And despite the fact that the Egyptian military has killed more than 1,000 pro-Morsi protestors over the last several weeks, it appears unlikely that US military aid will dry up anytime soon, according to analysts.

While “everybody is very nervous about this new Egypt, if you sever the long-term relationship with the Egyptian military, do they then turn to the Chinese or the Russians, neither of which care much about human rights?” said Kenneth Pollack of the Saban Center for Middle East Policy at the Brookings Institution.

A group of Arabian Gulf states led by Saudi Arabia recently offered Cairo’s generals a $12 billion aid package if the United States pulls the plug. Still, Pollack doesn’t see that aid being accepted, nor does he see the American commitment to the Egyptian military ending. “At the end of the day, the Egyptian military likes to be on our side, and is really quite comfortable with the status quo,” he said.

What’s more, the United States depends on Egypt’s cooperation for hundreds of military overflights a year, and the dozens of times that US naval vessels transit the Suez Canal each year.

The generals in Cairo would also be loathe to part with $1.3 billion in annual US military aid, since the quality of American tanks, helicopters, aircraft, infantry vehicles, and ammunition simply can’t be matched by rival suppliers. But there is also the complex relationship that has been forged since the 1980s between the Egyptian military, the US government, and the American defense industry that both sides would like to see continue.

The Abrams deal is a case in point. While General Dynamics does the majority of the work on the tanks in the United States, it ships tank kits to a military-run factory near Cairo for final assembly.

The Egyptians “depend heavily” on American Foreign Military Financing, (FMF) said Robert Springborg, a professor at the Naval Postgraduate School in Monterey, Calif.

While “the Egyptian intent has always been to broaden out their manufacturing from the FMF core, they have not had much success,” he added, particularly when it comes to arms manufacturing.

Previous attempts to expand their capacity have drawn the ire of the US government, since FMF funding cannot be used for exports. “We inspect their factories regularly and have from time to time discovered violations. As far as I know these violations have always been dealt with in a sort of ‘off the record’ fashion,” Springborg added.

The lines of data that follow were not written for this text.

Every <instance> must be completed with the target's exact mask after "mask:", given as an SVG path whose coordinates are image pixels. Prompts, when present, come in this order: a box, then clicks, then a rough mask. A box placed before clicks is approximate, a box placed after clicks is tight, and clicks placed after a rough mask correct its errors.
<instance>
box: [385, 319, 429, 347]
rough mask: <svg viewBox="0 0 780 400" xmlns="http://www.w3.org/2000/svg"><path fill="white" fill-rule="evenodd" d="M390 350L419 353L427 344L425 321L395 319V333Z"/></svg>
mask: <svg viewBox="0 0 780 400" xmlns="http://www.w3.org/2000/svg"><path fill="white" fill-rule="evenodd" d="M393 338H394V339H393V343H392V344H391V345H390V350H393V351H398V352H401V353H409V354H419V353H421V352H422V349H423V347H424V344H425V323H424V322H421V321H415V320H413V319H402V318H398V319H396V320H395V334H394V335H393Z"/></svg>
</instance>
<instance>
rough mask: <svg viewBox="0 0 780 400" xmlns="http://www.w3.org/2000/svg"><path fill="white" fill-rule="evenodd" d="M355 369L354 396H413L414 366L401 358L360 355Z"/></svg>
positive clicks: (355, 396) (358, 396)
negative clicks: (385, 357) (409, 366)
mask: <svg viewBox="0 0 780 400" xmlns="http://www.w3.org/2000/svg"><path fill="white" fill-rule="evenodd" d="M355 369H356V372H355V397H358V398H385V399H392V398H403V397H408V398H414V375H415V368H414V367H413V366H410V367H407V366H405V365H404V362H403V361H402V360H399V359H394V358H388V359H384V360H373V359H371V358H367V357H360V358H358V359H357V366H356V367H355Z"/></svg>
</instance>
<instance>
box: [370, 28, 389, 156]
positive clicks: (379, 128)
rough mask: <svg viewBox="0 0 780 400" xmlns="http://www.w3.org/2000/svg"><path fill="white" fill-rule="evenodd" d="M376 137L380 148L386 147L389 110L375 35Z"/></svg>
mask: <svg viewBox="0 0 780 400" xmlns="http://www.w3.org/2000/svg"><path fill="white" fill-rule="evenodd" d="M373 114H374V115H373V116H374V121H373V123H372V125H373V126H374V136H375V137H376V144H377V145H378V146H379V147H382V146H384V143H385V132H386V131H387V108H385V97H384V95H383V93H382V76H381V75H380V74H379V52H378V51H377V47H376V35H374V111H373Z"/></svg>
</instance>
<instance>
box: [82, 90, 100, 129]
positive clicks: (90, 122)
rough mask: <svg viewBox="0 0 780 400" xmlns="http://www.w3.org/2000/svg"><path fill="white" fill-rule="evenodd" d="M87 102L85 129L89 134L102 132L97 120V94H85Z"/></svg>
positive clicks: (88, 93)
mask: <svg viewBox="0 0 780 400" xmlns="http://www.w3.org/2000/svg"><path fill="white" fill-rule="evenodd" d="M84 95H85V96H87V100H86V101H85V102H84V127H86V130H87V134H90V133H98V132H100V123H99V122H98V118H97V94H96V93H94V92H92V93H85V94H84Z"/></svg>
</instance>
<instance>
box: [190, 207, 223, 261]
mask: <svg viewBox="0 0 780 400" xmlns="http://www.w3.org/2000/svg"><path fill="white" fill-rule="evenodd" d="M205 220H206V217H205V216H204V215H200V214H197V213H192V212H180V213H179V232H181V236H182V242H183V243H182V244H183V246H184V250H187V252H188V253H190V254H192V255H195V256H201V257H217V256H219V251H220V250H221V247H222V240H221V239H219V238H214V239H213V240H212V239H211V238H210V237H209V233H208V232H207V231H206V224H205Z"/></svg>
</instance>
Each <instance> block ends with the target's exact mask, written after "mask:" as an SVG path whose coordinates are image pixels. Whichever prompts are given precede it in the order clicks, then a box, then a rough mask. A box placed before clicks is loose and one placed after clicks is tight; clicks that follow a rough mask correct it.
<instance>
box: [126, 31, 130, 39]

It’s difficult to estimate how important US military funding is for the Egyptian economy, however. While workers assemble tanks and other US-supplied equipment in Egyptian factories, the Egyptians have been unable or unwilling to establish their own long-term sustainment capability.

In 2012, for example, General Dynamics received contracts for almost $50 million for technical support at the Egyptian tank plant.

But the generals in Cairo do more than run military plants. They also have their hands in a variety of commercial businesses that do everything from making bottled water and kitchen appliances to running construction companies. There are no publicly released documents that can speak to how involved the military is in the private sector, however.

“In addition to companies owned by the military are those owned by retired officers whose business is principally provided through contracting with the state, especially the military,” Springborg said. “So, if one were to add the so-called ‘officer economy’ to the ‘military economy,’ one would have a very sizable figure indeed. In construction, for example, my guess would be that public works contracting is dominated by military and officer companies, and this is one of the economy’s biggest sectors.”